49 Finally, the generality of evidence concerning relationship, on one view, may render it inadmissible. In Gipp v The Queen (supra) Gaudron J said this: (at 112/113)
"General evidence of sexual abuse on occasions other than those charged does not have that special probative value which renders evidence admissible as 'similar fact' or 'propensity' evidence. And in this case, there was no feature of the kind present in R v Ball ([1911] AC 47) that made it directly relevant to the question whether the appellant was guilty of the offences charged. Thus, unless there was some subsidiary issue in the trial to which it was relevant, the evidence of general sexual abuse was not admissible."
50 Callinan J was of a similar view (at 168/169). However, McHugh and Hayne JJ saw such evidence as unexceptional, often reflecting choices made by the advocate appearing for the accused. They said this: (at 132)
"The evidence tendered was general in its nature and, as the above passage, makes clear, was admitted for the limited purpose of making the circumstances of the specific offences more intelligible. It was admissible because it was evidence 'as to acts so closely and inextricably mixed up with the history of the guilty act itself as to form part of one chain of relevant circumstances ' ( R v Bond [1906] 2 KB 389 at 400; see Wilson v The Queen (1970) 123 CLR 334 at 338, 343). Counsel might have objected to the generality of the evidence and insisted that the complainant should recite in detail, so far as she could, the times, places and manner of these sexual interferences. But he preferred - what seems to us to have been the better forensic choice - that the evidence of the sexual history should be given shortly and without prejudicial detail."
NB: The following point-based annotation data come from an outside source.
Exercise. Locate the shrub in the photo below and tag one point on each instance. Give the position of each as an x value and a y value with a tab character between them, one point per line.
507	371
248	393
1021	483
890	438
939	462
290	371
51 Kirby J, on this aspect, did not express a concluded view (cf 73 ALJ 432 at 440-441). Powell JA, in R v MM [2000] NSWCCA 78, provided the following comment upon this decision: (at para 46)
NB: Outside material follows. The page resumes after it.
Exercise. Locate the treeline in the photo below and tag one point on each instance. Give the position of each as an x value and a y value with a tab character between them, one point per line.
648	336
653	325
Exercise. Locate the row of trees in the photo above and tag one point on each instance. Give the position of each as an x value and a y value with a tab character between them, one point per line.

"Although in the course of their separate Judgments in Gipp v R (1998) 194 CLR 106 Gaudron J at 111-113 and Callinan J at 168-169 expressed the view that general evidence of sexual abuse on occasions other than those charged is, in the absence of conduct on the part of the defence which raises an issue to which prior abuse is relevant, not admissible unless it has a special probative value which renders it admissible as propensity evidence, that view does not appear yet to command a majority in the High Court."
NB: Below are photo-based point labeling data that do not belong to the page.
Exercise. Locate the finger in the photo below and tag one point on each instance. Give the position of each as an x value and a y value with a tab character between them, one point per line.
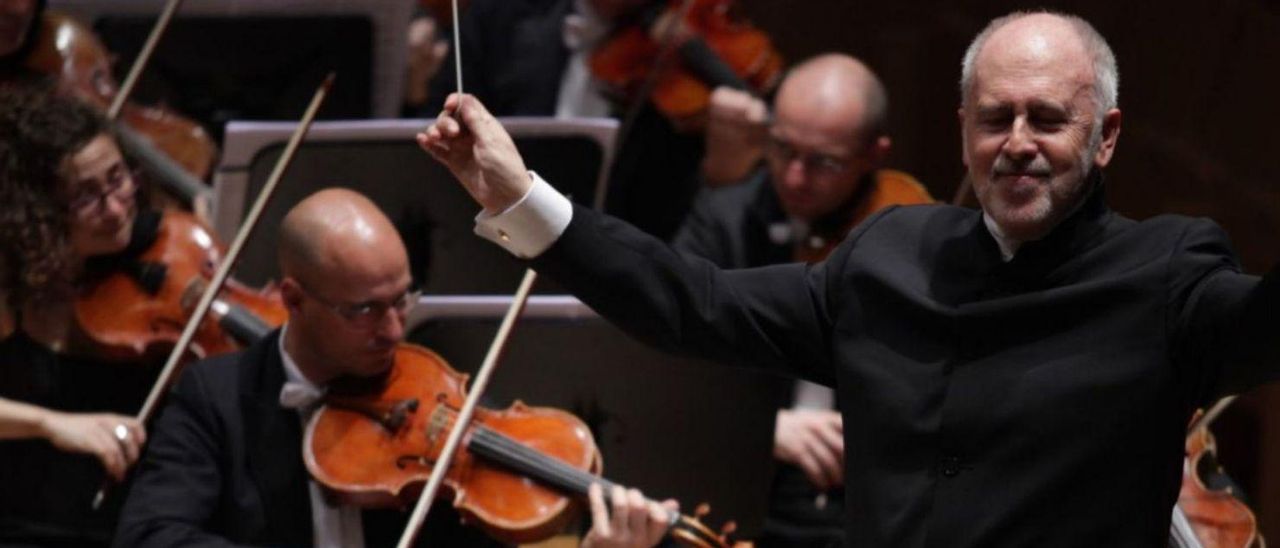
757	112
831	437
810	469
658	520
108	451
129	447
618	497
599	516
638	510
827	462
430	142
52 Here, the only evidence which seems to me arguably inadmissible, is the evidence relating to touching in the bath, and games. The evidence is not simply general. It is ambiguous, and arguably, not sexual. The remaining evidence, including that which may suggest more frequent intercourse, appears to me to be admissible. It tends to prove how or why the conduct, which is the subject of the charges, arose. It makes it more probable that such conduct occurred (cf McHugh J in Harriman (supra) at 630).